Six fourth-graders jotted down notes as they debated the merits of “Echo,” a novel by Pam Munoz Ryan about three children mysteriously linked by a harmonica. Views were mixed.
“It was kind of weird how every story mentioned a harmonica,” said Aurora Thompson, who found it a bit confusing. “They all connected together.”
Caity Draper was more enthusiastic. “I liked how at the end of every story it kind of left you hanging, then at the end of the book it answered all the questions.”
So went the small-group discussions among 35 Northview fourth-graders, who gathered to decide which of a dozen nominated books was worthy of a Mock Newbery Award – their version of the Newbery Medal given annually to the most distinguished contribution to children’s literature.
The students’ award went to “The Honest Truth” by Dan Gemeinhart, about a seriously ill boy who runs away to climb a mountain. Its backers included Kaden Hinds, who called the chance to choose it “awesome.”
The actual Newbery Medal winner, “Last Stop on Market Street,” was announced three days after the Northview students, meeting the same day as the Newbery committee in Boston, picked theirs in a three-hour session at the Northview Administration Building.
Students from East, West and North Oakview Elementary Schools read many of the same books as their adult counterparts, consuming some 270 books among them since October.
The payoff was not just a ton of good reading and a pizza lunch with literary-themed treats. The students had Skype conversations with children’s authors Kelly Jones and Cassie Beasley, and with John Schumacher, a past committee member who helped choose the 2014 Newbery Medal winner.

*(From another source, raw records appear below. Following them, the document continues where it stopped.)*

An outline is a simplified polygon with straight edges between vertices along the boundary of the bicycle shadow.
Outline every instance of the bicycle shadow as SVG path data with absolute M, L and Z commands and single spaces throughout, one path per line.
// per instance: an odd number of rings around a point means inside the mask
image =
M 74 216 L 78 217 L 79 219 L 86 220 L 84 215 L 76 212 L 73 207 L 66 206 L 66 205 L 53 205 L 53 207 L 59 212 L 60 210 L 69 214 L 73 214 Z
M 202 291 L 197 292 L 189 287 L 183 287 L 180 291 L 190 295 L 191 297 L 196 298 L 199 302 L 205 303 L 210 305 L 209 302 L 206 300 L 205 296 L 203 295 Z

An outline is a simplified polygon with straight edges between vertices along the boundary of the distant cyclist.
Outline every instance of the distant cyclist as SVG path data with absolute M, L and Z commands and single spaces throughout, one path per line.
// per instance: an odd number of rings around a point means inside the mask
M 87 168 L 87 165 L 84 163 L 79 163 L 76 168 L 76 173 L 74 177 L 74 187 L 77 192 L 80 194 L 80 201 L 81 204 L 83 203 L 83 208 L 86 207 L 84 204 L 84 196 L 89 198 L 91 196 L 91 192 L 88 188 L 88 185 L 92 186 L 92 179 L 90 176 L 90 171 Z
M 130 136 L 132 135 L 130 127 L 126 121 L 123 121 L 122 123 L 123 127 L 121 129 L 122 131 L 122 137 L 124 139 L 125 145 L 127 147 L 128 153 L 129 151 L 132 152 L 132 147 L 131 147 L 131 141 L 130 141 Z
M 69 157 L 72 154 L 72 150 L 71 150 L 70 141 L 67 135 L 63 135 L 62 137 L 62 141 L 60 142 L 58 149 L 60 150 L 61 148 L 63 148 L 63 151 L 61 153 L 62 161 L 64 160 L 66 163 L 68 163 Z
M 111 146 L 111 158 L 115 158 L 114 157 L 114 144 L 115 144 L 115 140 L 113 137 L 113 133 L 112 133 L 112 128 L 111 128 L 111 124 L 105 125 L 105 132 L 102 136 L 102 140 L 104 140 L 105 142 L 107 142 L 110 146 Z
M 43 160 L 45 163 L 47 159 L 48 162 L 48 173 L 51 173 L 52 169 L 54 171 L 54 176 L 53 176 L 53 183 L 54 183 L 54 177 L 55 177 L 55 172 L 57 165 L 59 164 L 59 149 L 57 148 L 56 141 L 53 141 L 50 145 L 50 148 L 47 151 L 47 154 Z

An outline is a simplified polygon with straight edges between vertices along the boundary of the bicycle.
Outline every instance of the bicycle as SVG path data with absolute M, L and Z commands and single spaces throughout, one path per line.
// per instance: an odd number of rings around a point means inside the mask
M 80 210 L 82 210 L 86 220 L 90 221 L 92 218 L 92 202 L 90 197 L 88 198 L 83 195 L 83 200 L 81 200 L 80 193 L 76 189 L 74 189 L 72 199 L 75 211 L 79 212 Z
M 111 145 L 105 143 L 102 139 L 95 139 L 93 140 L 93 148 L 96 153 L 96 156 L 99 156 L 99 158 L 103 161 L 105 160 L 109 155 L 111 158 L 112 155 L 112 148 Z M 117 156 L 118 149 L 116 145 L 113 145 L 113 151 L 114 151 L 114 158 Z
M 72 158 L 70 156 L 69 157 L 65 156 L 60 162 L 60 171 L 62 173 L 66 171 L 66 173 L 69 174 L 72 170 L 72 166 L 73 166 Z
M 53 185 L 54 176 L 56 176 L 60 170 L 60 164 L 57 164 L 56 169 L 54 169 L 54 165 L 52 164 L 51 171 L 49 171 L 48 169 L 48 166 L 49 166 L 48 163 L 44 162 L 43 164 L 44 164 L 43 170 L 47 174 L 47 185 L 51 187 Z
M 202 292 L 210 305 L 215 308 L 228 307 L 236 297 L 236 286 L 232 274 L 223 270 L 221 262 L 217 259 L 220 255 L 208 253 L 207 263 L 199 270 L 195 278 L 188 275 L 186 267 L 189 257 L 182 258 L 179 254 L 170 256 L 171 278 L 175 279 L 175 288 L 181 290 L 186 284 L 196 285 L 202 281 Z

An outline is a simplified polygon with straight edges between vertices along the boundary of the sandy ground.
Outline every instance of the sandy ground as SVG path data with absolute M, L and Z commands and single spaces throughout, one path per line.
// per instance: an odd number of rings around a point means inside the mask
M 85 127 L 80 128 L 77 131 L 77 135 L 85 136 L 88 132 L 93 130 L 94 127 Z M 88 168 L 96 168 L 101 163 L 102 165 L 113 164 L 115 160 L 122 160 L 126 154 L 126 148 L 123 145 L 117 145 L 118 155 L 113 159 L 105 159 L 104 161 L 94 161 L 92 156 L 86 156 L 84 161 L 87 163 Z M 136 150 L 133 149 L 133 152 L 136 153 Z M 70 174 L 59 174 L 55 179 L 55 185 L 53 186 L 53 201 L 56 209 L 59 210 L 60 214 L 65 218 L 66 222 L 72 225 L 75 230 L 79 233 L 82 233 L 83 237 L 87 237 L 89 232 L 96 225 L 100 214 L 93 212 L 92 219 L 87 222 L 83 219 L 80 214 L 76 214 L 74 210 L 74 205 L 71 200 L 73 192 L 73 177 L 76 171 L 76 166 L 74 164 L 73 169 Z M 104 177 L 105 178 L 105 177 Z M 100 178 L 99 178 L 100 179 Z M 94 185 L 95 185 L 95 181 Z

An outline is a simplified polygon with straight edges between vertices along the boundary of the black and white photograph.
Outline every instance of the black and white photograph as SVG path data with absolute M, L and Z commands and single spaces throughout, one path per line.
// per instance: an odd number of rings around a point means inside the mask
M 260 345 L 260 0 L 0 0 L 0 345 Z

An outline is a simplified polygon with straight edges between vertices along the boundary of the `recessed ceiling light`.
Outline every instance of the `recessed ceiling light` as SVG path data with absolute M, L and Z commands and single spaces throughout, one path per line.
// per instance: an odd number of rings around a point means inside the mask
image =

Encouraging Critical Thinking
The competition was the brainchild of teacher librarians Kurt Stroh from East, Carrie Davies (North), and Katie Lawrence (West), who is on the election ballot as a potential judge of the 2018 Newbery Medal. The project offered book-loving students the chance to dig deeper and analyze more critically, Stroh said.
“It’s great to say ‘I love this book’ or ‘I think it should win,’” Stroh said. “But now the next step: Why? What do you see in this book that supports that?”
The librarians chose 12 books they thought had a good chance of winning the actual Newbery. Students had to read at least five to judge the winner, but most read eight to 12, Stroh said.
“It’s exciting to see them so excited about books,” Stroh said, as the students broke into a series of small groups to argue for their favored choices.
Indeed, students cheered when Schumacher named “Echo” and “The Year That Saved My Life” as two of his favorites among their books. And they listened attentively as Kelly Jones, author of their nominated book “Unusual Chickens for the Exceptional Poultry Farmer,” told of writing with humor about potentially sad subjects.
“I like to read funny books, but the books that are funny and are so good that I follow them all the way to the end of the story,” Jones said.
The Mock Newbery judges enthusiastically chatted about their best reads and staying up lateat night to finish them. Lydia Iverson admitted the discussions made her reconsider her initial choice, “Roller Girl.”
“It makes me want to read other books to see if I’d like those books better,” she added.